The field of Mars stretched from today’s ghetto along the Tiber to Piazza del Popolo. There it was bounded by the hill of Pincius and further south by the Quirinal hill.
The first monumental building was in 55 BC the theater of Pompey. It ranged from Campo de’ Fiori to today’s cat colony on Largo di Torre Argentina. Gaius Julius Caesar was murdered here and Emperor Augustus had the largest latrine in Rome built here to condemn the place forever.
At the time of Augustus the field of Mars came to the urban area and it was mainly used as a sports and cultural center. The result was an athletics stadium, the stadium of Domitian, which can still be visited today under Piazza Navona.
Next to it were an auditorium, the thermal baths of Nero and the Pantheon. Further north is the Ara Pacis and the Mausoleum of Augustus, to the east the Temple of Hadrian at the Piazza di Pietra. More relics can be found throughout the area. It was supplied with water from the Acqua Vergine aqueduct.
After the end of the Western Roman Empire, an eventful history began for Rome and the population fell sharply at times. Popes, princes, wealthy families and immigrant merchants built palaces and monuments on the Field of Mars.

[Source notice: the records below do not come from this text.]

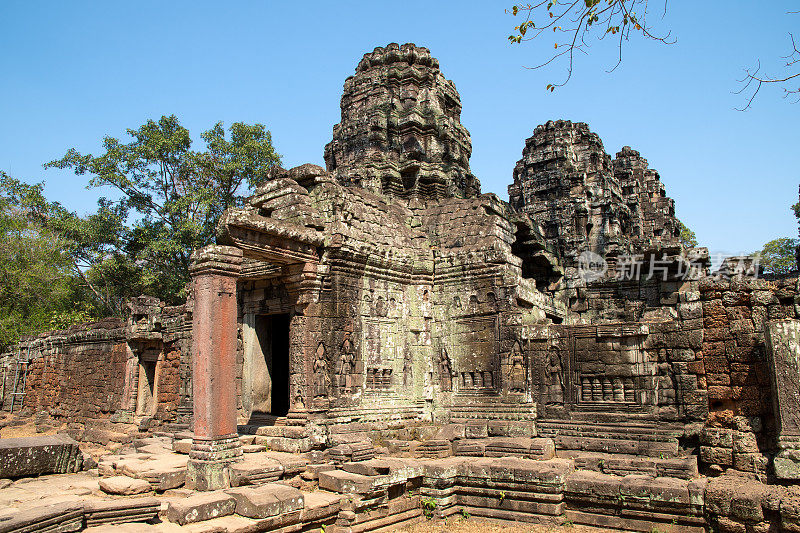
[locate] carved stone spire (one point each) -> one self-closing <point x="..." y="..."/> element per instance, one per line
<point x="400" y="134"/>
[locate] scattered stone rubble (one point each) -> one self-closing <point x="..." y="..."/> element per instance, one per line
<point x="376" y="343"/>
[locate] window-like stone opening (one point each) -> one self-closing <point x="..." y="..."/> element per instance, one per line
<point x="535" y="263"/>
<point x="267" y="366"/>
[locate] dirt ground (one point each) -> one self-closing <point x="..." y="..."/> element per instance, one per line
<point x="457" y="524"/>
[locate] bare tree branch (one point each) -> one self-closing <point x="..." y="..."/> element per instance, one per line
<point x="752" y="81"/>
<point x="574" y="21"/>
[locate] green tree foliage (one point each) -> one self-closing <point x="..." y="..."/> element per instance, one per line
<point x="778" y="256"/>
<point x="169" y="201"/>
<point x="37" y="285"/>
<point x="687" y="237"/>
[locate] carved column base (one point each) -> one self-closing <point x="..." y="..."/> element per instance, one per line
<point x="209" y="459"/>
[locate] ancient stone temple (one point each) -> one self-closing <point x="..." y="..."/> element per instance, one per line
<point x="376" y="341"/>
<point x="392" y="287"/>
<point x="584" y="200"/>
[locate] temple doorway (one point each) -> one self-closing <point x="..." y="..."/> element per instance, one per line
<point x="266" y="367"/>
<point x="147" y="389"/>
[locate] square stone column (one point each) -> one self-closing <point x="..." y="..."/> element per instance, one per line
<point x="783" y="350"/>
<point x="214" y="271"/>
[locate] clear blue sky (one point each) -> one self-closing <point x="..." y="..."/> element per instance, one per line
<point x="75" y="71"/>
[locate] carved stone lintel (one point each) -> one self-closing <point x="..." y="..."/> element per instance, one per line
<point x="215" y="259"/>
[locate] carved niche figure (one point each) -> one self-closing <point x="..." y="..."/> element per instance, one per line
<point x="346" y="366"/>
<point x="516" y="371"/>
<point x="320" y="373"/>
<point x="554" y="376"/>
<point x="299" y="402"/>
<point x="446" y="373"/>
<point x="408" y="368"/>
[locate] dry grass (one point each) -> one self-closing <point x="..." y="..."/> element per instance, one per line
<point x="457" y="524"/>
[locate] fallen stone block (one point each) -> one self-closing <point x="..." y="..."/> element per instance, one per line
<point x="350" y="483"/>
<point x="163" y="472"/>
<point x="124" y="485"/>
<point x="62" y="518"/>
<point x="120" y="511"/>
<point x="200" y="507"/>
<point x="255" y="469"/>
<point x="266" y="500"/>
<point x="35" y="456"/>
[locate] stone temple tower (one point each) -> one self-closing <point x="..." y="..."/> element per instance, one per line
<point x="400" y="134"/>
<point x="585" y="201"/>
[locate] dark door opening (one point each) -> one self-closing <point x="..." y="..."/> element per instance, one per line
<point x="273" y="336"/>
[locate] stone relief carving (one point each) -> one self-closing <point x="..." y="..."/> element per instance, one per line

The medieval conditions in Rome partly ended with the occupation of Rome by Napoleon in 1797 and finally with the end of the Papal States in 1870.
Profile Rome center
The historical center belongs to the 1st district of Rome ( Municipio I ). As of December 31, 2019, 24,166 inhabitants were counted, the area is 3.19 km² (source Wikipedia.it) The 1st district includes the entire area within the Aurelian walls and the districts of Trastevere, Prati, Della Vittoria and Eroi.